Story 002 - The Curious Case of Missing G5 Capacity
Published:
Every morning the chatbot automatically started and enery night it shut down to save cost. Then one morning… the scheduler failed. Not because of code. Not because of CUDA or vLLM. AWS simply said “Insufficient capacity”. Both the preferred instance families-g5.xlarge and g6.xlarge-were unavailable in the ap-south-1 region. Even attempts to resize to larger variants still resulted in insufficient capacity. That was the first time I learned that cloud infrastructure isn’t infinite.
Waiting wasn’t an option. So i started investigating alternatives. Eventually i proposed a temporary instance type change to g4dn.12xlarge. At first glance, it looked like an expensive upgrade instead of handeling of insufficient capacity. Four NVIDIA T4 GPUs, 64 GB of aggregrate VRAM. Surely 4 GPUs should outperform one A10G, handeling the outage at the least. Except…engineering isn’t about adding numbers. It’s about understanding architecture.
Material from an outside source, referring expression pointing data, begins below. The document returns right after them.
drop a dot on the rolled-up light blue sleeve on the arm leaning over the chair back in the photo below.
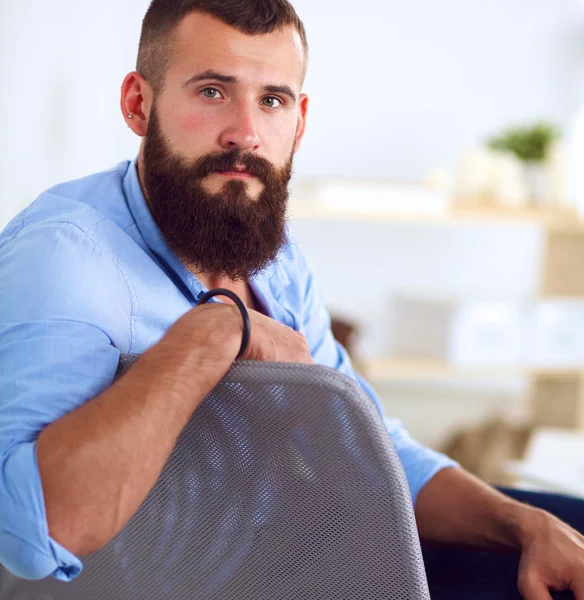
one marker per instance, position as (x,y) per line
(53,358)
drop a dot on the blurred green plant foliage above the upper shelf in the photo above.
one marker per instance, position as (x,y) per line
(527,143)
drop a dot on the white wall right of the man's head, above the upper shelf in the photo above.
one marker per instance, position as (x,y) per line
(399,87)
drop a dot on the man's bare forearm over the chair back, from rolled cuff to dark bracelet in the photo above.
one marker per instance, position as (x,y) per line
(99,462)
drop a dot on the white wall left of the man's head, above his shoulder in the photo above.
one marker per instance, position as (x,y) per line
(61,68)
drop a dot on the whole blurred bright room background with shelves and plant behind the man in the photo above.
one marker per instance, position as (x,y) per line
(439,196)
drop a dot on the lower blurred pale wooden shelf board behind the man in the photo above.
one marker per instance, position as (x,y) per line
(421,369)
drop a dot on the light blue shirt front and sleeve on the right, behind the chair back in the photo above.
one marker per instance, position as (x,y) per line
(419,462)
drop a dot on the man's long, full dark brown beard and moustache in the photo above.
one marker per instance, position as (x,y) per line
(227,233)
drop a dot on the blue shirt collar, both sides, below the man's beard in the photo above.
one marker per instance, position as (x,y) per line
(273,277)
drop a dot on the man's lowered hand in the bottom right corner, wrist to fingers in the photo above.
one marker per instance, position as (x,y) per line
(552,557)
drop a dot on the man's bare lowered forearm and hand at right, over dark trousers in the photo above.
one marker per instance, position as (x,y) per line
(455,507)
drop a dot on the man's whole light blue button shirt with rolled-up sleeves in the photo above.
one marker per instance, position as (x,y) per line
(86,275)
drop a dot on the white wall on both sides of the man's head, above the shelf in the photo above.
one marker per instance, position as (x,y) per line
(397,87)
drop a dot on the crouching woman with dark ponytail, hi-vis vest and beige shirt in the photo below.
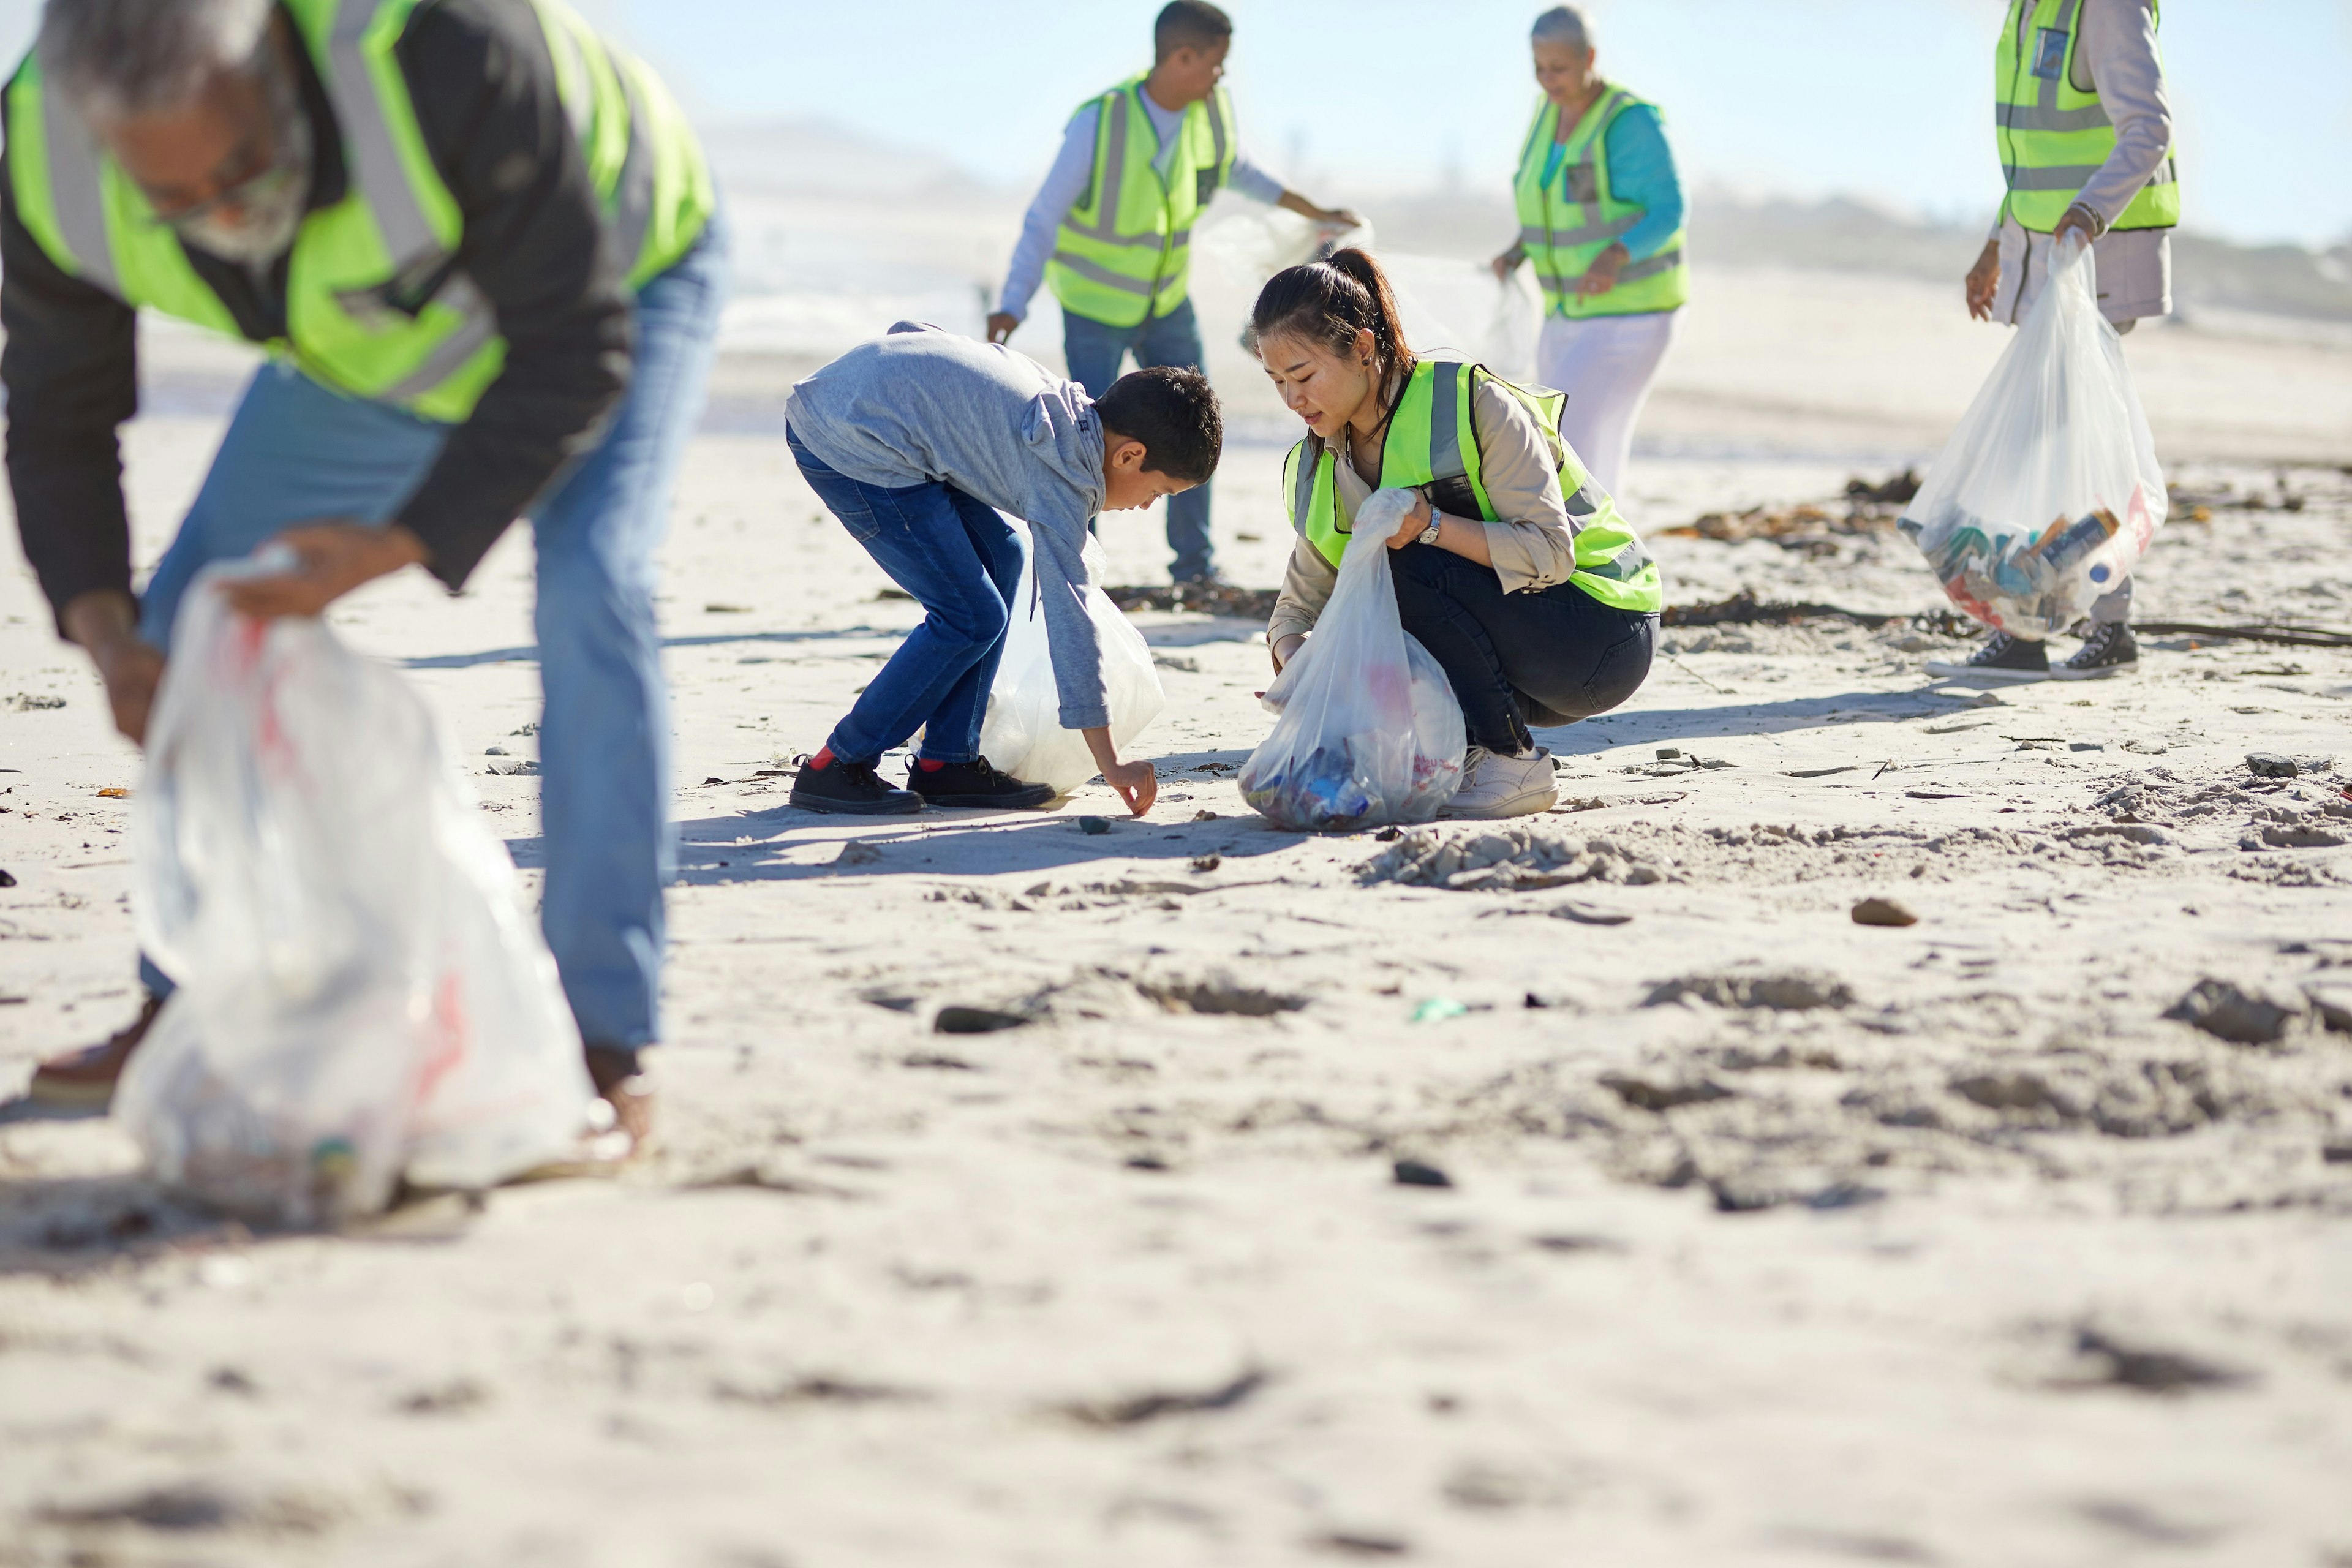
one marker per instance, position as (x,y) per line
(1514,568)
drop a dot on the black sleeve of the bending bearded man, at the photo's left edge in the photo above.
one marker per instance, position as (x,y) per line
(72,370)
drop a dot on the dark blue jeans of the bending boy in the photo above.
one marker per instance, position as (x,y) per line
(963,565)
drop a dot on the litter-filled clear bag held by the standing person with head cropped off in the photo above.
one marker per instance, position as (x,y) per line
(2050,488)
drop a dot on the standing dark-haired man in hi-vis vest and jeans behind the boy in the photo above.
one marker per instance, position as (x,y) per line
(1111,229)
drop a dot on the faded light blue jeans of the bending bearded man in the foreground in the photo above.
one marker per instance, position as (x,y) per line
(298,453)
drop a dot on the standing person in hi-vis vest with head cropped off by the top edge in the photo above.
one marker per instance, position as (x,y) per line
(2087,147)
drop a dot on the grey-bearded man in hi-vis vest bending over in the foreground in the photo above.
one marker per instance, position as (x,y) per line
(483,253)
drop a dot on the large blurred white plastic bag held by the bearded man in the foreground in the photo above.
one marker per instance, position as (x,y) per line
(359,993)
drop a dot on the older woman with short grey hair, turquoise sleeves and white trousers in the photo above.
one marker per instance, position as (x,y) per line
(1601,220)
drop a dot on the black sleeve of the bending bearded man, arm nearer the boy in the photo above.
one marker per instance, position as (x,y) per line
(486,100)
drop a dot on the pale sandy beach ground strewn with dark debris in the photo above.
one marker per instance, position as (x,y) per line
(1652,1217)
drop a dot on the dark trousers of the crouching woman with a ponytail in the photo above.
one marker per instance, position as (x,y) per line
(1516,659)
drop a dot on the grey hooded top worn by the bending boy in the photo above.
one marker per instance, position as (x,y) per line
(923,406)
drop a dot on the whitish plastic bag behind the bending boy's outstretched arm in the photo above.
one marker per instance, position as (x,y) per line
(1022,732)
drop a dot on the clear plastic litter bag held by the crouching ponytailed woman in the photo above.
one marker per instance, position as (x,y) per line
(1370,730)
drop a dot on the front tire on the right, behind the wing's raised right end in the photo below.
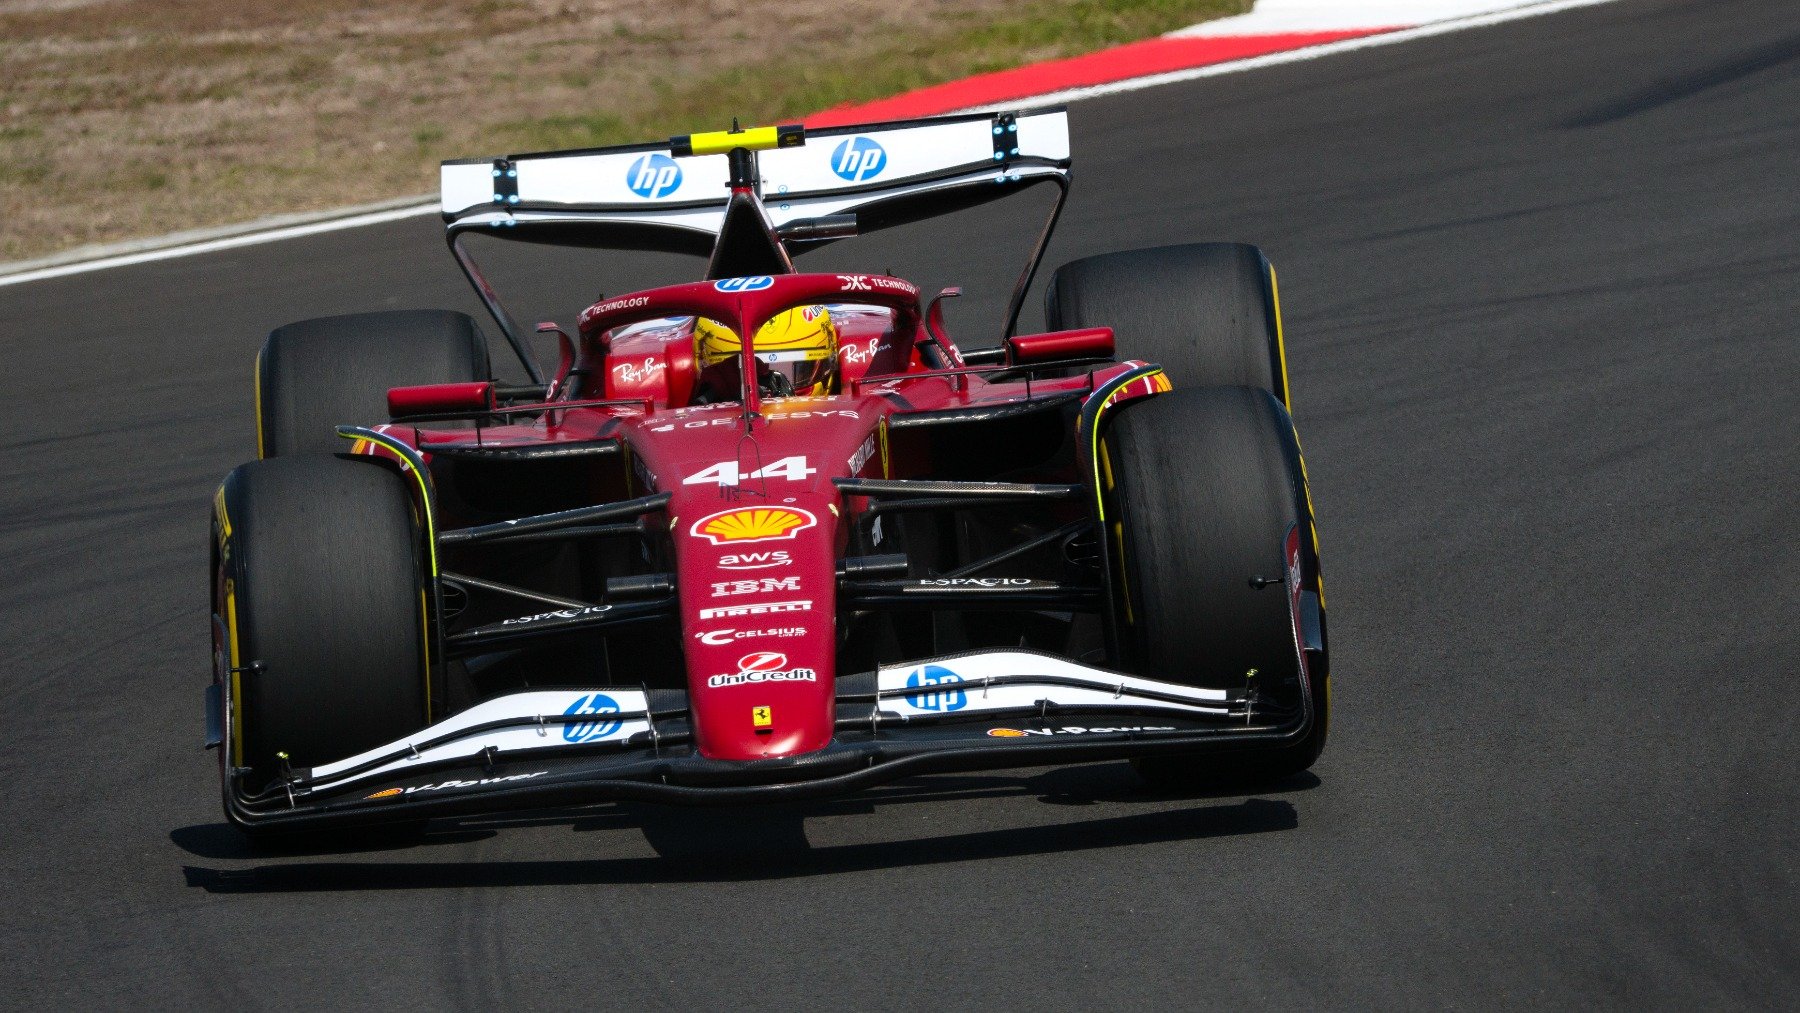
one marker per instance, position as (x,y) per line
(1207,489)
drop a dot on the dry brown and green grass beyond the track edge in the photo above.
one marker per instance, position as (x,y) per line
(136,118)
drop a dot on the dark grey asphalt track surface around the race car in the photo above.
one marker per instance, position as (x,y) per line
(1540,285)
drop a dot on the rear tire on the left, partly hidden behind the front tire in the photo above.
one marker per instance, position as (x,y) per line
(318,375)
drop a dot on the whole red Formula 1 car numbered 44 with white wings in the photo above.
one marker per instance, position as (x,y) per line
(768,535)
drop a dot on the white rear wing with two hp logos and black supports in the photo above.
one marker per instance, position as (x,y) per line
(843,181)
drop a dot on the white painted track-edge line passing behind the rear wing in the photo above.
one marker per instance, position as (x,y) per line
(1066,96)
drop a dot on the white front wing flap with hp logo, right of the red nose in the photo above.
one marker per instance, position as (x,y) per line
(1012,681)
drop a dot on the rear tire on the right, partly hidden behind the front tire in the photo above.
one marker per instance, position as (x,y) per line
(1205,312)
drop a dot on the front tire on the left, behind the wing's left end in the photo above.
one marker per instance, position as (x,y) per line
(321,580)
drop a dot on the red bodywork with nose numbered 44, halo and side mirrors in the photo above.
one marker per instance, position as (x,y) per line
(755,521)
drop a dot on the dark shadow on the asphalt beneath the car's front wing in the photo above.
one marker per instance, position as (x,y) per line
(712,845)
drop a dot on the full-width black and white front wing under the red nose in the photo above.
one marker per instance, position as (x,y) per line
(570,748)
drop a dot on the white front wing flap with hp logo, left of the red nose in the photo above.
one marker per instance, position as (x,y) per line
(613,715)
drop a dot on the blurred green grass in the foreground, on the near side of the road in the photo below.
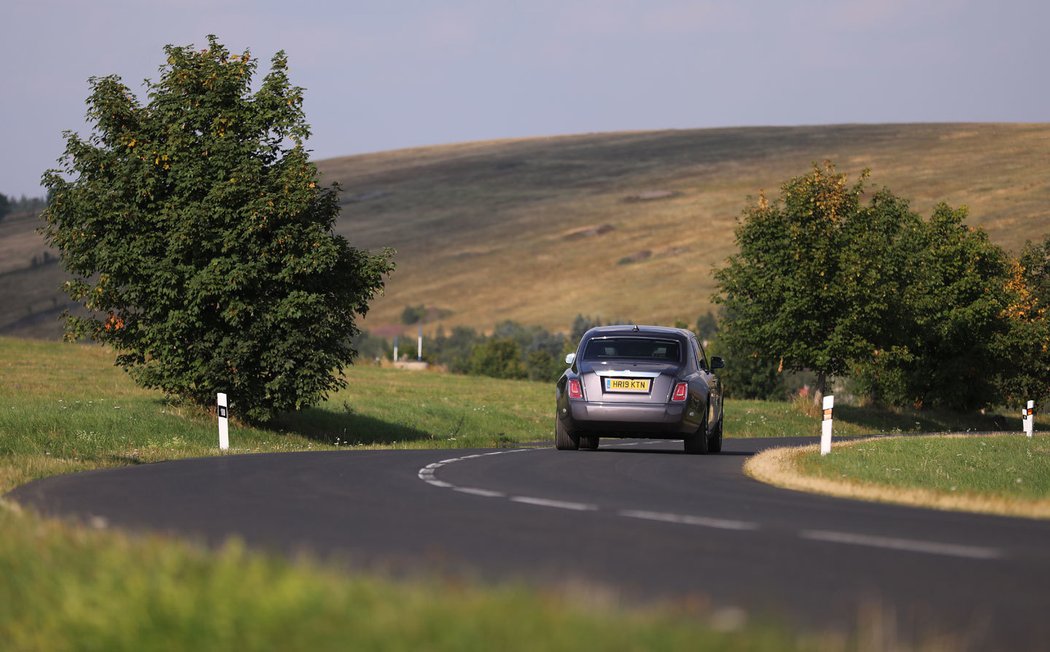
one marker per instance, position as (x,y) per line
(75,590)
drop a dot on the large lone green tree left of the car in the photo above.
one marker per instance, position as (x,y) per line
(201,241)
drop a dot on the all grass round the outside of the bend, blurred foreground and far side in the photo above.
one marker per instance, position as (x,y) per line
(65,408)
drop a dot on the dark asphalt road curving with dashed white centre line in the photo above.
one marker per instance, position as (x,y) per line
(638,518)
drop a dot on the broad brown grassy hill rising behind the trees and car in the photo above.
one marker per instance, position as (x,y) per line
(631,225)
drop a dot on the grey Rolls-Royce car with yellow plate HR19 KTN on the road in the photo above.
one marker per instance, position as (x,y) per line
(640,382)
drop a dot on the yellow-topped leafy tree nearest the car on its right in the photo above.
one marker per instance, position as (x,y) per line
(804,289)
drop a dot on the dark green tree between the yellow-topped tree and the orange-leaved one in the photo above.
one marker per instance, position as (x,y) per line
(951,314)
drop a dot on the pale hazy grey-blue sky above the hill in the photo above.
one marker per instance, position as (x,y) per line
(392,74)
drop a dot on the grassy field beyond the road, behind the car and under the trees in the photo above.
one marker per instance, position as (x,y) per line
(66,408)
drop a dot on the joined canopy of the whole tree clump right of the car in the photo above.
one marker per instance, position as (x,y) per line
(845,282)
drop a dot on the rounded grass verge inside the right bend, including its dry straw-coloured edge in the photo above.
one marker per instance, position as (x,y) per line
(1007,475)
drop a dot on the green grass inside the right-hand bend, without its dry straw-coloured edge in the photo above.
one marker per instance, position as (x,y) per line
(1009,467)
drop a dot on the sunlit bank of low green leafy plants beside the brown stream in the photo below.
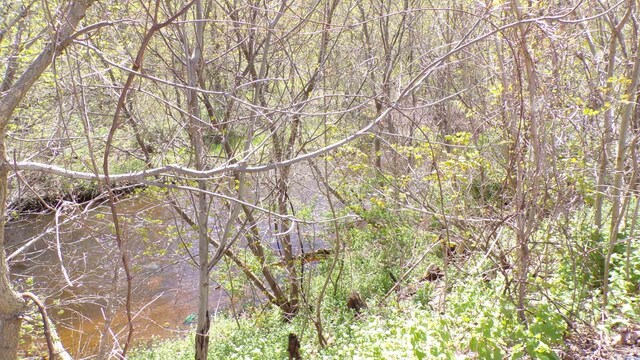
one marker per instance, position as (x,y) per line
(467,314)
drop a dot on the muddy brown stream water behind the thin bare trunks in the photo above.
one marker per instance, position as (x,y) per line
(73,271)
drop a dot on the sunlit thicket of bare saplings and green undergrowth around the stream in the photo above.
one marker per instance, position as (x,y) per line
(474,220)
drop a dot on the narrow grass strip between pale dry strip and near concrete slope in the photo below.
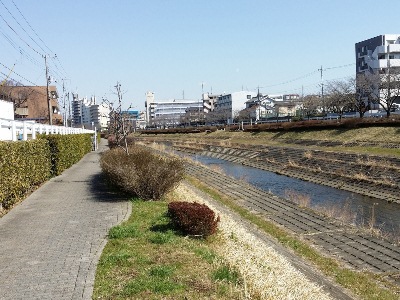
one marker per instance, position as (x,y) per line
(364,284)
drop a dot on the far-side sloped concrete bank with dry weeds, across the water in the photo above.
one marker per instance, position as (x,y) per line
(368,175)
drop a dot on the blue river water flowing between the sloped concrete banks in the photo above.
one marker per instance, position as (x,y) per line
(362,210)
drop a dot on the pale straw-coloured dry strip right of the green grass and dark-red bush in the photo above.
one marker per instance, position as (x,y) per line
(266,274)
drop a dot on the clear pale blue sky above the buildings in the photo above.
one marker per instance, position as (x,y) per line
(181,48)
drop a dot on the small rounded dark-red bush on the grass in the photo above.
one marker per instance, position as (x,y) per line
(193,218)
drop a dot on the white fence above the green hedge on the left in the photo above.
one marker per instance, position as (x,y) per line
(11,130)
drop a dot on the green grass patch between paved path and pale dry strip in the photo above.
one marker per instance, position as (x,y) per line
(145,258)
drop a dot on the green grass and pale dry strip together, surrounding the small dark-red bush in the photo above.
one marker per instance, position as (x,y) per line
(146,258)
More GPUs, more problems. My first instinct was to preserve the existing deployment. Instead of changing the application, I tried changing how it used the hardware. I configured vLLM to serve the LLM using –tensor-parallel-size 3. While the embedding and reranking models occupied the fourth GPU. On paper, this deployment looked reasonable. In practice, it exposed the architectural differences between the two instance families.